From Natural Language to PromQL: A Catalog-Driven Framework with Dynamic Temporal Resolution for Cloud-Native Observability
Summary: arXiv:2604.13048v1 Announce Type: cross
Abstract: Modern cloud-native platforms expose thousands of time series metrics through systems like Prometheus, yet formulating correct queries in domain-specific languages such as PromQL remains a significant barrier for platform engineers and site reliability teams. We present a catalog-driven framework that translates natural language questions into executable PromQL queries, bridging the gap between human intent and observability data.
Key Contributions
Our approach introduces three primary contributions to enhance cloud-native observability:
-
Hybrid Metrics Catalog:
This catalog combines a statically curated base of approximately 2,000 metrics with runtime discovery of hardware-specific signals across various GPU vendors. This ensures a comprehensive and adaptable approach to metric management.
-
Multi-Stage Query Pipeline:
The framework features an advanced multi-stage query pipeline that encompasses:
- Intent classification to understand user queries.
- Category-aware metric routing for efficient data retrieval.
- Multi-dimensional semantic scoring to enhance query accuracy.
-
Dynamic Temporal Resolution:
This mechanism interprets diverse natural language time expressions, mapping them to the appropriate PromQL duration syntax. It allows users to specify time ranges in a more intuitive manner.

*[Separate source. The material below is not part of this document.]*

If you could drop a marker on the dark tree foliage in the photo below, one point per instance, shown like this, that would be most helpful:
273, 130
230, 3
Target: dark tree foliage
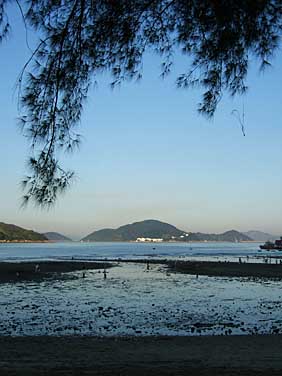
82, 38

Integration with the Model Context Protocol (MCP)
We have integrated the framework with the Model Context Protocol (MCP) to enable tool-augmented large language model (LLM) interactions across multiple providers. This integration facilitates a more seamless user experience when querying observability data.
Performance and Deployment
The catalog-driven approach achieves sub-second metric discovery through pre-computed category indices. The full query pipeline completes in approximately 1.1 seconds via the catalog path, providing rapid responses to user queries. The system has been deployed in production Kubernetes clusters managing AI inference workloads, demonstrating its capability to support natural language querying across approximately 2,000 metrics. These metrics encompass critical aspects such as:
- Cluster health
- GPU utilization
- Model-serving performance
Conclusion
By bridging the gap between natural language and PromQL, this catalog-driven framework significantly reduces the barriers faced by platform engineers and site reliability teams. Its innovative design, combining a hybrid metrics catalog with a robust query pipeline and dynamic temporal resolution, empowers users to harness the full potential of observability data in cloud-native environments.